The monument is approximately 7 ft tall, and is made up of a marble and granite composite. It has an 18 in tall marble scalloped decorative cap; a granite body 6 in thick with an inscription, stating that it honors the unknown number of Confederate soldiers buried here anonymously; and a marble base of 4 by 2 ft. Despite being on private property, it was the federal government that erected the monument.

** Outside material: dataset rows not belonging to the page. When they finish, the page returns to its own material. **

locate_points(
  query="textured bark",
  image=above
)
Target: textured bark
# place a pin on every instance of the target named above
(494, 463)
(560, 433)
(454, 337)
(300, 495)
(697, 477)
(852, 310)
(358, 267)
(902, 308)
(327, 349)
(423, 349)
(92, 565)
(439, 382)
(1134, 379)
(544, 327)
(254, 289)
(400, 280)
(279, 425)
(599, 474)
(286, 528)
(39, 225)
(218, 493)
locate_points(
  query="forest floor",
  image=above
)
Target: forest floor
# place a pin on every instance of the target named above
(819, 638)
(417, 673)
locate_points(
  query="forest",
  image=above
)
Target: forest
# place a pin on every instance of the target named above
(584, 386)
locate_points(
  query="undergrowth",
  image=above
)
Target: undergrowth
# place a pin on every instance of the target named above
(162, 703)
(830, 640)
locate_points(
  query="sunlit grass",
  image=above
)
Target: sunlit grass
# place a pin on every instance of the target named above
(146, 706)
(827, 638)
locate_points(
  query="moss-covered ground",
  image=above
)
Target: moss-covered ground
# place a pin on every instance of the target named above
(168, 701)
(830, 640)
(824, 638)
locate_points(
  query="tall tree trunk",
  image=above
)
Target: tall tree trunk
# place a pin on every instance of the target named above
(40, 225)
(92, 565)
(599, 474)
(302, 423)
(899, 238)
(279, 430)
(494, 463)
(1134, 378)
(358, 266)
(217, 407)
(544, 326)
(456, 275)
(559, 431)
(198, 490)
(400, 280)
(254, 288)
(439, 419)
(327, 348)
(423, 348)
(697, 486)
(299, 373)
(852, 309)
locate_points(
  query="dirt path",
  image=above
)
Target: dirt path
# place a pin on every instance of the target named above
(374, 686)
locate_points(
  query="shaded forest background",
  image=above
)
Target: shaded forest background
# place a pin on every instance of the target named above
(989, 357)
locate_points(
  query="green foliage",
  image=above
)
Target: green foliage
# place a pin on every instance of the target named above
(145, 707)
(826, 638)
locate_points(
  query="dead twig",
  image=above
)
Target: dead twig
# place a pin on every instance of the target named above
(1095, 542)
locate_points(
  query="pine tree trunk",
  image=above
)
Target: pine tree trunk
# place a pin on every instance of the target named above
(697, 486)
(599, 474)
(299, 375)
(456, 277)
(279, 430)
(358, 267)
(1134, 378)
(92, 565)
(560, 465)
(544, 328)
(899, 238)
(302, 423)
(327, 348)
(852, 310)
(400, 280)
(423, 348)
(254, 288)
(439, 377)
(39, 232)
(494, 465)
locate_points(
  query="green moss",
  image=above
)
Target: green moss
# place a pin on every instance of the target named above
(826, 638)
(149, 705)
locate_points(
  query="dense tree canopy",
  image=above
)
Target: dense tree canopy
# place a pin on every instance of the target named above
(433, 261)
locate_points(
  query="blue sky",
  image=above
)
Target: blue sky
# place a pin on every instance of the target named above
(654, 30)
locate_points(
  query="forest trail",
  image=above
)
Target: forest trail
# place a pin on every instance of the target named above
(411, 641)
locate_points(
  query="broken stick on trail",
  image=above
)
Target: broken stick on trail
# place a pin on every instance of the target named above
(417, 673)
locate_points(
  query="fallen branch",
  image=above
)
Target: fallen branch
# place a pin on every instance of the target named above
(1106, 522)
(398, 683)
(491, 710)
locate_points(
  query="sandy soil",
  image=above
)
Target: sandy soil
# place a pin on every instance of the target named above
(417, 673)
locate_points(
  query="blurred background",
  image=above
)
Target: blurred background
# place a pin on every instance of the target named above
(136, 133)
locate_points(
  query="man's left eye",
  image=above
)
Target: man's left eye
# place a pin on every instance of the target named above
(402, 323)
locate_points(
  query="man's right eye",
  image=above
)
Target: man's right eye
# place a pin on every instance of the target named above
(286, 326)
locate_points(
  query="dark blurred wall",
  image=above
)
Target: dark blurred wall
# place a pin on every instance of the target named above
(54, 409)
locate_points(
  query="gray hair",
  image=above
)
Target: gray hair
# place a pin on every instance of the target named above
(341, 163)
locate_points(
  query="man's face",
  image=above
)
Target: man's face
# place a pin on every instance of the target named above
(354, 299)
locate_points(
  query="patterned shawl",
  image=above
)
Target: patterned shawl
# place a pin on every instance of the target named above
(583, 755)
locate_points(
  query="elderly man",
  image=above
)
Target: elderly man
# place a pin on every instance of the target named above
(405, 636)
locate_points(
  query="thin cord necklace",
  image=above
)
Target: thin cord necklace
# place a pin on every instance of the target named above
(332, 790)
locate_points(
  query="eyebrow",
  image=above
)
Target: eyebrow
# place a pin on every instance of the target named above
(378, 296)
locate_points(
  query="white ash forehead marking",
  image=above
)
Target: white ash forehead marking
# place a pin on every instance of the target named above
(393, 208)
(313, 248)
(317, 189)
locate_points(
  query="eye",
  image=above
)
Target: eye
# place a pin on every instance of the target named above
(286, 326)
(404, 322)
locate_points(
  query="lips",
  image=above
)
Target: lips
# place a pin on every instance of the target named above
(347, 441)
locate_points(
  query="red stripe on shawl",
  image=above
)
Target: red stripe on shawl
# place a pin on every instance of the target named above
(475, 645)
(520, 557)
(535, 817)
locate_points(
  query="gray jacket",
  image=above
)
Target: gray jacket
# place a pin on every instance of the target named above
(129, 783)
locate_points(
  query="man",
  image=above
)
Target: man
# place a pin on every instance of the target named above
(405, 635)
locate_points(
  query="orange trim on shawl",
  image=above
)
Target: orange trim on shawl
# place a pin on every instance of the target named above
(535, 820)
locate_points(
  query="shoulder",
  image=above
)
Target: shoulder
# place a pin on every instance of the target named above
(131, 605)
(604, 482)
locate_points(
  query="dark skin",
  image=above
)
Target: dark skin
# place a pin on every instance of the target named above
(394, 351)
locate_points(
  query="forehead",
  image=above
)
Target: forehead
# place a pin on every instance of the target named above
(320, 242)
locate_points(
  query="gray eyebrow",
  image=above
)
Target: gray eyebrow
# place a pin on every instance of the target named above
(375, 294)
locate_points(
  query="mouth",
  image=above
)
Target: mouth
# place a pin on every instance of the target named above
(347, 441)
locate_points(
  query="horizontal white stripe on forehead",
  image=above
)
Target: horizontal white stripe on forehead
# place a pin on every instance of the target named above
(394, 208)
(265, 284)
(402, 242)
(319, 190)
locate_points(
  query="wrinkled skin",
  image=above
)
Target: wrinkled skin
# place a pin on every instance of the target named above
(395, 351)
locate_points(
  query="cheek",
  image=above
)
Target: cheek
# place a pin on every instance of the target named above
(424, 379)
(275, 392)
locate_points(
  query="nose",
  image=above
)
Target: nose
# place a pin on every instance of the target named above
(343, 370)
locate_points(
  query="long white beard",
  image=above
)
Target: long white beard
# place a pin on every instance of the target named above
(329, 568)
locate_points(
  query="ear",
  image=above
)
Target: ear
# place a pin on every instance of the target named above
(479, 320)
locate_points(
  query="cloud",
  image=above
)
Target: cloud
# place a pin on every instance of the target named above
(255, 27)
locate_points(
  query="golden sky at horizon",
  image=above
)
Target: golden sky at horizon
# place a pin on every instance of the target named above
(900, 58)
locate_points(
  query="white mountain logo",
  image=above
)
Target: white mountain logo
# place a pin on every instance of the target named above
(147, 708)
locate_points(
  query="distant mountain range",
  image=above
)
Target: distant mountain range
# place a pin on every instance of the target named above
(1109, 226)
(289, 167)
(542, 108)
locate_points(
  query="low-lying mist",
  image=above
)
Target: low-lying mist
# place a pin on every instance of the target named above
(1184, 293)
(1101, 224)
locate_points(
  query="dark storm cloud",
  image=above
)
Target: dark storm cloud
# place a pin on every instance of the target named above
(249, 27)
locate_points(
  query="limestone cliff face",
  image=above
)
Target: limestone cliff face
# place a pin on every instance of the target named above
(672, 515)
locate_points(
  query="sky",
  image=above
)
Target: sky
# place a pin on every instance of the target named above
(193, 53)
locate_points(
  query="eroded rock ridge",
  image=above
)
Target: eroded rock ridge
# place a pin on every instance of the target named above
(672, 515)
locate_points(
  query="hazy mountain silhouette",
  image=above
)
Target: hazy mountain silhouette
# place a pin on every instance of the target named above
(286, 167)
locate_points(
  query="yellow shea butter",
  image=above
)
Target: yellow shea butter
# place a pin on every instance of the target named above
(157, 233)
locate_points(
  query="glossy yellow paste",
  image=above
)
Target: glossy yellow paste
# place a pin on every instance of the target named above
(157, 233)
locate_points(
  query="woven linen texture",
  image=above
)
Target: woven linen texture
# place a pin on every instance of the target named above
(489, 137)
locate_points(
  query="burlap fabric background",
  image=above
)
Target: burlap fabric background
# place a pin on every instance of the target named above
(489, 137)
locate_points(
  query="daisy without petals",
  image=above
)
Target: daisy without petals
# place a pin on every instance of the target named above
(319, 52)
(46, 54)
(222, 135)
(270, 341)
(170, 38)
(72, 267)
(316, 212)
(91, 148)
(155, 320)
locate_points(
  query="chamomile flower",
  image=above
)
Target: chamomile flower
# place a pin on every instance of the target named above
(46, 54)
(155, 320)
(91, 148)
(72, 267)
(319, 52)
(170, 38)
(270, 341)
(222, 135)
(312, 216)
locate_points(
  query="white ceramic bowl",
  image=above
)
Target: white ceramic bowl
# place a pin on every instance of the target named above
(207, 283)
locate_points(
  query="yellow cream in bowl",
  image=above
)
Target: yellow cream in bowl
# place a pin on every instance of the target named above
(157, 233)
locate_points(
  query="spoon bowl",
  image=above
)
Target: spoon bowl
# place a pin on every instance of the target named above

On July 17, 1997, the Unknown Confederate Dead Monument in Perryville was one of sixty different monuments related to the Civil War in Kentucky placed on the National Register of Historic Places, as part of the Civil War Monuments of Kentucky Multiple Property Submission. Three other monuments on this Multiple Property Submission are or were also in Boyle County. Two of them are in the nearby Perryville Battlefield State Historic Site by the visitor center: the Confederate Monument in Perryville and the Union Monument in Perryville. The other was formerly in downtown Danville, Kentucky, but is now in Brandenburg, Kentucky: the Confederate Monument in Danville. Many of the other memorials are in graveyards that have numerous unknown soldiers, but the Goodknight Cemetery is the only graveyard which has no soldiers with known names.